In the last few decades, we’ve gone through the rapid ascent (and even faster decline) of such luminaries as AOL, Yahoo!, and MySpace, among others. In the physical world, you can even add to the “change” list things like VHS to DVD to BluRay to the pure information of the digital download that encompasses video (movies and TV), audio (music, podcasts and so on), and text (the crazy emergence of eBooks).
The simple answer to what will come after Facebook, of course, is that no one really knows. It does seem pretty clear, though, that if one thing is here to stay, it’s change. More than that, it’s disruptive change. Something that will come along and alter how we interact with the internet and the world.
Let’s take a look at a few possibilities that range from the highly plausible to seeming closer to the realm of science fiction – though plenty of people would have said that about our current world 20 years ago.
You might have heard of this one already. It’s Google’s latest big idea, and essentially it’s a pair of glasses that let you take pictures and share the world around you with people.
In its current form, there’s no way it could replace Facebook, but people have already modded it in interesting ways that open up all kinds of possibilities – like, for example, translating what someone is saying to you in another language in real time, with the translated text showing up for you to read in the glasses. Nice, right? Now, imagine that you ran into another person with these glasses (or another accessory that worked on the same principle) and you could trade information about each other in a Facebook friend-like fashion.
It could become a way to move the virtually connected social space of Facebook into the real world, or simply a way to further integrate a Facebook-like application into your life – instead of having to hold your phone to read status updates, you could do so hands-free with the glasses.
The Holy Grail of all digital business – what if someone could create a way for you to essentially enter the world of a Facebook-like service and virtually walk around and interact using an avatar.
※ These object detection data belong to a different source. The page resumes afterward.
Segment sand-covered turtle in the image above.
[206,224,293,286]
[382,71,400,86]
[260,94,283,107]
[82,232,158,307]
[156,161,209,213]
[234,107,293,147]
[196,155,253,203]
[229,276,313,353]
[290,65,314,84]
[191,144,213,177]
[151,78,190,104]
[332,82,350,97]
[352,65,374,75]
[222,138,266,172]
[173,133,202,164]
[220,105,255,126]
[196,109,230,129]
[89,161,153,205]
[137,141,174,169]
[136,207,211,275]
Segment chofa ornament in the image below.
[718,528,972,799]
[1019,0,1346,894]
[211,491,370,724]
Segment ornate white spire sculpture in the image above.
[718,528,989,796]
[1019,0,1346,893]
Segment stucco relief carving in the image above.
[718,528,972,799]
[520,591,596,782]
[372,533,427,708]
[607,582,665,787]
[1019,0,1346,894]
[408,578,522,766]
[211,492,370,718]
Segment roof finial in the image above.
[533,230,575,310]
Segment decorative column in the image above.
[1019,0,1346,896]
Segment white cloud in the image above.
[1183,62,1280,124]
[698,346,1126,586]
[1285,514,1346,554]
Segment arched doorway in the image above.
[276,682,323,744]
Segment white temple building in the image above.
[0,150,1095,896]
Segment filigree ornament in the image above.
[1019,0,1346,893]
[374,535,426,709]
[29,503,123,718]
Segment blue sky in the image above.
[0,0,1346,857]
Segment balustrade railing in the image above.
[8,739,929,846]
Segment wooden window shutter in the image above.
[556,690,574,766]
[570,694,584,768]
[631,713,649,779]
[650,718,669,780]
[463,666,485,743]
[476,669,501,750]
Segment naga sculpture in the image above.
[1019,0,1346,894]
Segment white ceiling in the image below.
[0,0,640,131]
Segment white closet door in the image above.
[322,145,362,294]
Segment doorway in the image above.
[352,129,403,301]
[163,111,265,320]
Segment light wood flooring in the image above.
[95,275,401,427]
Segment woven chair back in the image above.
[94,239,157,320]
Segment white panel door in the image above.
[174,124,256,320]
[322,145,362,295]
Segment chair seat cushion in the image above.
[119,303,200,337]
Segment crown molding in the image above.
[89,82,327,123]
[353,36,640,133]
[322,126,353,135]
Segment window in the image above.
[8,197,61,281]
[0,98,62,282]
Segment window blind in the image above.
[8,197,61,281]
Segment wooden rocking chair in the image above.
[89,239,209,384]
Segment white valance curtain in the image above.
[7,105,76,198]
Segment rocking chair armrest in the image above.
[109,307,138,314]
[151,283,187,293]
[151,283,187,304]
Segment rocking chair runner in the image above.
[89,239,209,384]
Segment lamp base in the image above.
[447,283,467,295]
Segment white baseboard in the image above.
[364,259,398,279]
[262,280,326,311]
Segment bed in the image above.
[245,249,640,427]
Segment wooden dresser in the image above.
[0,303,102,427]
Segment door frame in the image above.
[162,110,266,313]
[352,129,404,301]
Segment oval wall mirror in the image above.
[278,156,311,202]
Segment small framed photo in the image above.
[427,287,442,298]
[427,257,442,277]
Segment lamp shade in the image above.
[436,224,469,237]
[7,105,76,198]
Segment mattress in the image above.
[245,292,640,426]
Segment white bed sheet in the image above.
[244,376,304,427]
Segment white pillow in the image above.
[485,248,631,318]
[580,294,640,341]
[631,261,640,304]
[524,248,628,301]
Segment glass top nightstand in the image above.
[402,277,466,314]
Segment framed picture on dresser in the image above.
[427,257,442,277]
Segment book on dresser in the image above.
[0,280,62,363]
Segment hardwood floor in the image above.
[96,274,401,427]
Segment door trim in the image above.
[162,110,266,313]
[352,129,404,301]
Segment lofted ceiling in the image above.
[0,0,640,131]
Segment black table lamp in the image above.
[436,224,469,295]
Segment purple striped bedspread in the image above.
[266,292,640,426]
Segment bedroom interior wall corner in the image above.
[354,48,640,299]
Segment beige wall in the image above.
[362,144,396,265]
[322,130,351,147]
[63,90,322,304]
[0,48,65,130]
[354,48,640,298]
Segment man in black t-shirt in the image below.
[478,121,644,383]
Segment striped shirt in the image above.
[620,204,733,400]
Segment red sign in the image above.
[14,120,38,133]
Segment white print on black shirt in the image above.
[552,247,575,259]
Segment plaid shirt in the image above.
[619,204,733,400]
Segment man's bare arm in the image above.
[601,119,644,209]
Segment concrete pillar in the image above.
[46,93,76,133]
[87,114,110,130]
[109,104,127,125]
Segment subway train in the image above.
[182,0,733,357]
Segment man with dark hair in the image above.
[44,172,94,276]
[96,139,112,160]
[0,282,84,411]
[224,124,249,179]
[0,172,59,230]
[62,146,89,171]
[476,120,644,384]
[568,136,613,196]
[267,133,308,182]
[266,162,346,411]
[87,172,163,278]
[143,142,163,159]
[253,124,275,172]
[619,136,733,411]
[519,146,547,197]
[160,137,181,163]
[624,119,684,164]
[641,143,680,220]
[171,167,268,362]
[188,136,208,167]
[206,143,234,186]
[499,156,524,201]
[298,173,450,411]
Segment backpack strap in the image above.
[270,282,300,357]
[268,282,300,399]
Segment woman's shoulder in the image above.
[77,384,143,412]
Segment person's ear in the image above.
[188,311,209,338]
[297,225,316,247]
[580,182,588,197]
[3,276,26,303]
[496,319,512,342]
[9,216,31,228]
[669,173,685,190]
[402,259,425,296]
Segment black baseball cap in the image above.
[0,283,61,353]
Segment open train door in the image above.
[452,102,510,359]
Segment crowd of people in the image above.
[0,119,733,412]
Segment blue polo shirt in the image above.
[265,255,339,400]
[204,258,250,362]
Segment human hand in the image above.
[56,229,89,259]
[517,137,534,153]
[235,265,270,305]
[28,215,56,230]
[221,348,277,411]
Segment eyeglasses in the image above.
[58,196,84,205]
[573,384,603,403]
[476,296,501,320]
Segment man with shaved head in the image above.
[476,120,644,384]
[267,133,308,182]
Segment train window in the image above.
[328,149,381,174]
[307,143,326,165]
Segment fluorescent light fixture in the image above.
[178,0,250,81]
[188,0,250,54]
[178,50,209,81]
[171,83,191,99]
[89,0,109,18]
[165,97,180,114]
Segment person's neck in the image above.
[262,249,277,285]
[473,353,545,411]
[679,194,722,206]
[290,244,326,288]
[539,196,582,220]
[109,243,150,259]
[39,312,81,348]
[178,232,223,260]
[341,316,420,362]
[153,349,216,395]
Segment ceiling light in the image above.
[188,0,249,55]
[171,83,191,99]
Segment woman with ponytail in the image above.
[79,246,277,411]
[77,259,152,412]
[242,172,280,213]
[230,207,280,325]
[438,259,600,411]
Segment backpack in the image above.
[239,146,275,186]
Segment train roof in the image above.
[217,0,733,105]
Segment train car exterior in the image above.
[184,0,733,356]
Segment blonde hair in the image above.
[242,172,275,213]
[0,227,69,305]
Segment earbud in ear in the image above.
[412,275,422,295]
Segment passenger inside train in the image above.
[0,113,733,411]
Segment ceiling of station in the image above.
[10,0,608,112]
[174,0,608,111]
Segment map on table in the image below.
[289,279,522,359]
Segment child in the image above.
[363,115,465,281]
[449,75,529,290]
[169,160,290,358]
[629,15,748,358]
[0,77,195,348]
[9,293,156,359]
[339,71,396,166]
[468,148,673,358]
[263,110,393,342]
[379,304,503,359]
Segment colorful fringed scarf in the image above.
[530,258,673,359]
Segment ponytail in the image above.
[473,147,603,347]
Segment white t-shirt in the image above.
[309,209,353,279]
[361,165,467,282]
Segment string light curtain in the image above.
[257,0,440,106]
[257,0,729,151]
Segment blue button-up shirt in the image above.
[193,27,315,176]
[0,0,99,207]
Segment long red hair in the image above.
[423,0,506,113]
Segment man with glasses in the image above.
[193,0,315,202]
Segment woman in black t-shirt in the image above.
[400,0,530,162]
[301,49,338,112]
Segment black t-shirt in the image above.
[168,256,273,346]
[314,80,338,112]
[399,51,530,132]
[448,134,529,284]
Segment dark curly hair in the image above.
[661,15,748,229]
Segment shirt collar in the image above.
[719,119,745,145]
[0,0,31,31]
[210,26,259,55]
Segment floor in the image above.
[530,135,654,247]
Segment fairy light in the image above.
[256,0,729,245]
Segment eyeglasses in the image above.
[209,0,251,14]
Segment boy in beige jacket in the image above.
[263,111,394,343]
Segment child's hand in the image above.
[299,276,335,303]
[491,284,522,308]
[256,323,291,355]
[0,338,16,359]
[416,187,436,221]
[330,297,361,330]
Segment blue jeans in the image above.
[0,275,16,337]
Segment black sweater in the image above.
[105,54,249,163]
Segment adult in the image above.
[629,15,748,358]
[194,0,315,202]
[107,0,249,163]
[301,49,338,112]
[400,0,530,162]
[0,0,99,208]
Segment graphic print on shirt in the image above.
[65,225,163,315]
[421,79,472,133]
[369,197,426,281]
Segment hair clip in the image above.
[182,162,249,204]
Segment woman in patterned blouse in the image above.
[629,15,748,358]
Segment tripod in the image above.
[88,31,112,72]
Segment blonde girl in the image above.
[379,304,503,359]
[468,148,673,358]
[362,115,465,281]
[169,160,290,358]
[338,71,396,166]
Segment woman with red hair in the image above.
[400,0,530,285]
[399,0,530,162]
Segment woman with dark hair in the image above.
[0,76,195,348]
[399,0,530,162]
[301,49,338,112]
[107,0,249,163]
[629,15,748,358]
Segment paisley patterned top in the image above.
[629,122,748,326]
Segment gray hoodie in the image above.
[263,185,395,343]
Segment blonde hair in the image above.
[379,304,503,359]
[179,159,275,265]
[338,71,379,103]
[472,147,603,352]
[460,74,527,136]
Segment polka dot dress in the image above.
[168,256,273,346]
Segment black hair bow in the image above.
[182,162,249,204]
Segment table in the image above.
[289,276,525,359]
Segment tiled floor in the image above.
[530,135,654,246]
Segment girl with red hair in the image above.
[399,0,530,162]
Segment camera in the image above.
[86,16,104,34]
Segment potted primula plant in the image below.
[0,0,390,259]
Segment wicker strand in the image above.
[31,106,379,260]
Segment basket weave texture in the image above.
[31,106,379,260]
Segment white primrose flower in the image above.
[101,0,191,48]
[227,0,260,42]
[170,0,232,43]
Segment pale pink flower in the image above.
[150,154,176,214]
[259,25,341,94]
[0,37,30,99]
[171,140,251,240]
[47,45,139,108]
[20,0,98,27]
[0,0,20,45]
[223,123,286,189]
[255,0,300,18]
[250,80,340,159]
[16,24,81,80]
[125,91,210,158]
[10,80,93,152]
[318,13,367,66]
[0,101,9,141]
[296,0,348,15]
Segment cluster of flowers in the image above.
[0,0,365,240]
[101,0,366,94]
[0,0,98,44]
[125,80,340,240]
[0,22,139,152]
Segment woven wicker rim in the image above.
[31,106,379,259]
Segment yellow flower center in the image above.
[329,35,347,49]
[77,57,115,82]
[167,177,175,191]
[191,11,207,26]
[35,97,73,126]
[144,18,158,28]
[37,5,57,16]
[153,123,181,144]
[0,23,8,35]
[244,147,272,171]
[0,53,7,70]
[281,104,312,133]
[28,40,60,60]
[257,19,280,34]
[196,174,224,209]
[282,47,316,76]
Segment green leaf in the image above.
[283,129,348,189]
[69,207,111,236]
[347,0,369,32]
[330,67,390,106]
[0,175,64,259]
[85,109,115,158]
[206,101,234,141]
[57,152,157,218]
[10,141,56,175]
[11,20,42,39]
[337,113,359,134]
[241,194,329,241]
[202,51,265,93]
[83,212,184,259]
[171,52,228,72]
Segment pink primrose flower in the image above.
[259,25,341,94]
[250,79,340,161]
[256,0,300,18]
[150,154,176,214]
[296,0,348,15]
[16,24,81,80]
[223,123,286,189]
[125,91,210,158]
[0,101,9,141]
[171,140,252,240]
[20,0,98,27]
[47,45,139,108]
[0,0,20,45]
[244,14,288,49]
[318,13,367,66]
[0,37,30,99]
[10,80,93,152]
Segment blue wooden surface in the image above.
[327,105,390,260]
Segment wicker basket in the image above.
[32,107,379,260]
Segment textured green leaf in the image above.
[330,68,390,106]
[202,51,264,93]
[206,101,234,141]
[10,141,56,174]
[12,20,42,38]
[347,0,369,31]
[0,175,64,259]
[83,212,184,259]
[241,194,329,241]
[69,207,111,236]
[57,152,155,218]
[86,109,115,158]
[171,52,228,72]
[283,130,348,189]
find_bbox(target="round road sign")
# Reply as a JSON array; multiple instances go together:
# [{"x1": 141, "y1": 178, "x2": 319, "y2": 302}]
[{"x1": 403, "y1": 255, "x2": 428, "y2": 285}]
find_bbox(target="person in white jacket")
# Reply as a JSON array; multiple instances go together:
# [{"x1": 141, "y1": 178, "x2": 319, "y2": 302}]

Instead of just reading status updates, you could hang out with your high school friends in the morning, then say hi to you college buds over a virtual beer before trying on some virtual clothes (programmed so that they know the measurements of your real body) using a Macy’s app.
Facebook has done a decent job of exerting a gravitational pull and sucking in a variety of companies to increase the breadth and depth of what they can do, but other companies have been getting in on the action, too.
In particular, video game consoles, cable companies, and even TV manufacturers themselves have been diving into the multimedia ring. Xbox 360 not only has a Facebook app that you can use through your TV, but apps for a variety of TV networks, Netflix, online radio, and more. It’s completely feasible that a company such as Microsoft might create a competitor we come to see as superior to Facebook because of how easy it will be to also do things like watch TV, play games, and even video chat using our giant flatscreen monitors. Why not if it can do everything Facebook does – and more?
As much as we talk about how change is the norm, let’s not forget that Facebook has already done a good job of reinventing itself and constantly tinkering with their winning formula to further increase their success. While history isn’t on their side in the long run, there’s every chance that they might be the ones to create one of these changes (or, more likely, come up with something even better) and maintain their top dog status for the next few decades.
None of the Above
One of the first things we said was that nobody really knows what will be next, and it’s because disruptive technology is something no one saw coming!